I've often read PP allows us to push cast bullets at jacketed velocities... but another theory says the rotational rate of the rifling, when it causes the bullet to spin above 140,000 rpm causes shotgun like patterns.
So who's right?
Or are both right? Does a PP somehow allow us to get past the rpm problem?
I'll admit, I can't see how, but I'm no expert, and haven't tried it yet.
Well first off, there is no rpm problem, never has been. There is an alloy problem when one wants to go jacketed speeds in standard gun barrels and fails to get accuracy with a cast lead alloy
bullet. That rpm number someone yanked out of their rear only signifies the neighborhood of where things go from easy to a bit more difficult, that's it, that's all, nothing more.

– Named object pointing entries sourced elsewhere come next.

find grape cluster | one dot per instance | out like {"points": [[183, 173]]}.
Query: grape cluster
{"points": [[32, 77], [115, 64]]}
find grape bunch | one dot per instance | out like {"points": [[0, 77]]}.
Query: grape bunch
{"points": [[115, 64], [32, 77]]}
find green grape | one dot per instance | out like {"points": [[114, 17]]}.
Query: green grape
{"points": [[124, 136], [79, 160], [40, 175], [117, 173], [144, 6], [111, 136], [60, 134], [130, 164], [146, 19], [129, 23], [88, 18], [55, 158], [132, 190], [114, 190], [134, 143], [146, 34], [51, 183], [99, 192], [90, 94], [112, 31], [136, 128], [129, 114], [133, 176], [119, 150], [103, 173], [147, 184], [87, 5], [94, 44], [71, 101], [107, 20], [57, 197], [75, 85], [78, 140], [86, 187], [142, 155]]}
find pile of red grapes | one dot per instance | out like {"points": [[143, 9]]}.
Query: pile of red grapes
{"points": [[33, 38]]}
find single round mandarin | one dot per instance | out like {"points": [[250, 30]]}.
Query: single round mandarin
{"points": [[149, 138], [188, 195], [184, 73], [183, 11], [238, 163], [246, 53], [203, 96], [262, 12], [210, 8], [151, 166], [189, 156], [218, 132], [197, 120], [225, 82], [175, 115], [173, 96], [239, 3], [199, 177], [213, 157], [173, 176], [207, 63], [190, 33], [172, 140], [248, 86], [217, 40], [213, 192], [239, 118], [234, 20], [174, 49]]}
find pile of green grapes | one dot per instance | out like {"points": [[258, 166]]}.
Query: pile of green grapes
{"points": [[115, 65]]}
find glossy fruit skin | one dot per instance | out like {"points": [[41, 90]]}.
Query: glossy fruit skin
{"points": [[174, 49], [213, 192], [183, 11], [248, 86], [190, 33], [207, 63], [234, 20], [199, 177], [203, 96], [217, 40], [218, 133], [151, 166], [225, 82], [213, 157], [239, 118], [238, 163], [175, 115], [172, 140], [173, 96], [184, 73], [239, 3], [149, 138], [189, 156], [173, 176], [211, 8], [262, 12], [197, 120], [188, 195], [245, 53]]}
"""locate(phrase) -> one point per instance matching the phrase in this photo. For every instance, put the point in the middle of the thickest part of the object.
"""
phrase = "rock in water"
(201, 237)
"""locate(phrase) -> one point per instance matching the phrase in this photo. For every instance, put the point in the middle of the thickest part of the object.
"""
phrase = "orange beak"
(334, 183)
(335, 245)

Standard squeeze and grease cast bullets beat that rpm hypothesis bull excrement all the time. Some people just cannot get past cast bulletology 101 and then move on to cast bulletology 111, so they invent reasons/excuses for their failures instead of learning why they failed. The "big secret" to beating the rpm theory bs is nothing more than choosing the proper alloy for the requirements needed. THAT'S IT
What paper patching does is allow you to use an inferior alloy at higher speeds/pressures without going to a TOUGHER alloy. Notice I did not say softer/harder alloy in that sentence.
You can have a hard and weak alloy and you can have a relatively soft yet tough alloy. The trick is knowing when to use what, and how to make said alloy, that's basically all there is to it.